В отличие от символиста Гордона Крэга, видевшего лишь одного Гамлета "живым", а всех остальных -- "мертвыми", он хотел завязать в один узел реальные человеческие судьбы, -- королевы, короля, Гамлета, Полония, Офелии, -- показать их столкновения, их борьбу, их трагическую гибель. "Меня пугает мрак, мрачный Гамлет", -- говорил он, добиваясь, чтобы в спектакле трагическая тема не заслоняла основного, светлого, мажорного звучания. Он хотел, чтобы в "Гамлете" было передано ощущение "воздуха, света, жизни", чтобы зритель, побывавший на спектакле, мог бы вынести впечатление, что "жизнь может быть прекрасной, радостной", он хотел рассказать о том, "как можно было бы великолепно устроить жизнь, если бы не порочные страсти, которые преступлениями и убийствами делают жизнь красно-багровой" {Выступление Вл. И. Немировича-Данченко на заседании "штаба" по постановке "Гамлета", 28 февраля 1943 г. Стенограмма. Музей МХАТ.}. Образ Гамлета рисовался ему не таким, каким он был в спектакле 1911 года, -- не философом, носителем "мировой скорби", но человеком, _б_о_р_ю_щ_и_м_с_я_ за перестройку мира.
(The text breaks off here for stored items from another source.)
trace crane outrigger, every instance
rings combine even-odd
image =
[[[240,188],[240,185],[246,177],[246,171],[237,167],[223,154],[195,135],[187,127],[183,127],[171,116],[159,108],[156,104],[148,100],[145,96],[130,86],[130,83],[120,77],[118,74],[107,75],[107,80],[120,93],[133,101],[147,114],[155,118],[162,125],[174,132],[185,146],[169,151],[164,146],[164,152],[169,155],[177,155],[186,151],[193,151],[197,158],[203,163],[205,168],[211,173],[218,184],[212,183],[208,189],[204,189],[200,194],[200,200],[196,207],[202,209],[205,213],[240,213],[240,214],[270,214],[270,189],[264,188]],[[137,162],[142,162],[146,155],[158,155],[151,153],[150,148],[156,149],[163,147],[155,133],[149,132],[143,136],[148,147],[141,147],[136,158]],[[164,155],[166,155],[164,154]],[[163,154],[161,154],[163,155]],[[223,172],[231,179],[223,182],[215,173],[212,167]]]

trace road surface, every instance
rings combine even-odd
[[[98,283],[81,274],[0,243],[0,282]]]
Качалов не принимал непосредственного участия ни в "Отелло", осуществлявшемся в МХАТ в 1929--1930 годах по режиссерскому плану Станиславского, ни в постановке "Гамлета", начатой в 1940 году Вл. И. Немировичем-Данченко и В. Г. Сахновским (роль Гамлета готовил Б. Н. Ливанов). Но тем не менее в своих самостоятельных концертных выступлениях Качалов достиг как актер того нового истолкования Шекспира, о котором так страстно мечтали и Станиславский и Немирович-Данченко. В новой редакции Гамлета, в "Ричарде III", в монологах Брута и Антония Качалов искал и находил то, что так волновало их в Шекспире: героику, активное, действенное отношение к жизни, благородную театральность, поэзию возвышенных чувств и мыслей, мир огромных, напряженных человеческих страстен. То, что делал Качалов, было тем реалистическим осуществлением Шекспира, к которому стремился Художественный театр.
Как бы в ответ на мечты Станиславского о подходе к Шекспиру "на основах симфонии, фонетики, ритма", на "ощущении слова и действия, на настоящем звуке человеческого голоса", Качалов выступает в концертах с отрывками из "Ричарда III" Шекспира и "Эгмонта" Гёте. Мечтая о героическом театре, Качалов работал в МХАТ над образом эсхиловского титана Прометея, похитившего с неба огонь в дар человеку.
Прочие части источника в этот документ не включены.